Het album gaat uiterst voortvarend van start met het titelnummer ”Tempo Tempo” en inderdaad de vaart zit er volop in, swingen geblazen. En onmiddellijk is het muzikale klimaat van dit album duidelijk en dat heeft vooral te maken met het ongeëvenaarde drumspel van wijlen Tony Allen. De accordeon geeft deze onweerstaanbare Afrobeat de nodige Franse kleuring, de zangeressen zorgen voor de nodige schwung. Ook in “Just want to be me” is er volop tempo door het razende drumwerk van Tony, er zijn enkele typerende uitspraken van hem gemixed in het nummer: “Nobody plays like me, I don’t play like anybody, I just want to be me”. In het swingende “La vie est belle” horen we de diepe warme stem van Djeuhdjoah, een prachtig nummer, een mix van Afrobeat, rap en chanson. In “La vie est belle” is er een superieure rap van Tunji Allen. Jazz meets Afrobeat, zo kun je de muziek van “79!” omschrijven, de beat van Tony en de jazz van het zwoele spel op de flugelhorn (bugel) van Giraud en het fraaie pianospel van Fixi. De accordeon is weer te horen in het luchtig swingende “Injera” met zang van Fatai Rolling Dollar die ons terugbrengt naar Afrika.

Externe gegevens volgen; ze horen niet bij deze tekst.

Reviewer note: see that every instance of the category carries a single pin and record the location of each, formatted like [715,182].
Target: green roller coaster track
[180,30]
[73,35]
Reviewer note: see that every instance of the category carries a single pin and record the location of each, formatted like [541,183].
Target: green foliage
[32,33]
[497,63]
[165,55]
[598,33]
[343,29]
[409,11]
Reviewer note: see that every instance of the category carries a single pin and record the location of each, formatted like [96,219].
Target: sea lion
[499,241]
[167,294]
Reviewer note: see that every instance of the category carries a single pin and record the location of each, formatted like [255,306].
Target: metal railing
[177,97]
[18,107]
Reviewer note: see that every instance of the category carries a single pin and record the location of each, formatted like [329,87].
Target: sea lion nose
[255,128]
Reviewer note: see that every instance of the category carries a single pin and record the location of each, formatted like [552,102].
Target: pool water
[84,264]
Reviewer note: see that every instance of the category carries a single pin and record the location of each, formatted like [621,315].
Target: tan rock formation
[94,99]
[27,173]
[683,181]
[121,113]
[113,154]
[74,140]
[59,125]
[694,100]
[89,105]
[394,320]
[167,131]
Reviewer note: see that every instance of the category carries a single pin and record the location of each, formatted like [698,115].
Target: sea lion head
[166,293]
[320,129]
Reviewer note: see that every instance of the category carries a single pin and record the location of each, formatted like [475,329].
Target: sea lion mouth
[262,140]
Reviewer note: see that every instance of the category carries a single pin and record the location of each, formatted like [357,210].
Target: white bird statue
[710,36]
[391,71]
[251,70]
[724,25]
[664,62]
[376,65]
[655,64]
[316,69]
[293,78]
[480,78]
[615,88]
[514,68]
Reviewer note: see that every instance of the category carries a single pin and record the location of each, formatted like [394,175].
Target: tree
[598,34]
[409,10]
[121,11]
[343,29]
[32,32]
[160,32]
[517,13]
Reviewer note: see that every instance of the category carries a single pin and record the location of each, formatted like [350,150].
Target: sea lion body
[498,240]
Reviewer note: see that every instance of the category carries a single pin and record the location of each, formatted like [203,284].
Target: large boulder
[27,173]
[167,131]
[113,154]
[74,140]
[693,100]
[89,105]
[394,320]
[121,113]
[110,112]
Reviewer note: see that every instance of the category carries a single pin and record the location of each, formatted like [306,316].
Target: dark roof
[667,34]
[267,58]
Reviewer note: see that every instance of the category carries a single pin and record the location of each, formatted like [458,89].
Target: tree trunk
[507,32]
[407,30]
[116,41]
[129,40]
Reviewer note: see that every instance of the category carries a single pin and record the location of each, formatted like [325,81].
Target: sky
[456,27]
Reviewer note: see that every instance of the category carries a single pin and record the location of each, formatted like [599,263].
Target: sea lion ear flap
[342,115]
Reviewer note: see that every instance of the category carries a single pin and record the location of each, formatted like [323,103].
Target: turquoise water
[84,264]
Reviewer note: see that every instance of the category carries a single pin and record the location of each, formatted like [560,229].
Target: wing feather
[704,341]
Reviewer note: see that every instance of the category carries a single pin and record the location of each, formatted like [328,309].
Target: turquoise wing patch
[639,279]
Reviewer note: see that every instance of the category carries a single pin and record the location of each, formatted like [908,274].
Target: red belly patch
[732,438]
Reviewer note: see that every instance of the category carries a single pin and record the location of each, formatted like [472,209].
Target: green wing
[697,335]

“Single Malt” is een treffende benaming van dit uiterst smaakvolle nummer dat wederom een geslaagde mix bevat van jazz (trompet plus piano), Afrobeat (slagwerk van Tony) en chanson (melodie en accordeon). “Esè Odò” met zang van Ayo Nefretiti is een sprookjesachtig geheel waarin Ayo afwisselend in het Engels en het Nigeriaans zingt, heel mooi. “Baby Cart” is ook weer een mooi staaltje van muziek die de geest verruimt zonder kwalijke bijwerkingen. Het album sluit af met “Patience, Endurance and Love”, een treffender benaming valt niet te verzinnen, enerzijds gezien de ontstaansgeschiedenis van dit album en anderzijds in ogenschouw nemend de pandemietijd waarin we leven. Muzikaal beantwoordt dit nummer helemaal aan de titel, relaxed, warm, maar wel met het ritme van Tony. Een ontroerend einde van een album dat ik nu al plaats in de top tien van 2021 (en hoog !).

Jan van Leersum.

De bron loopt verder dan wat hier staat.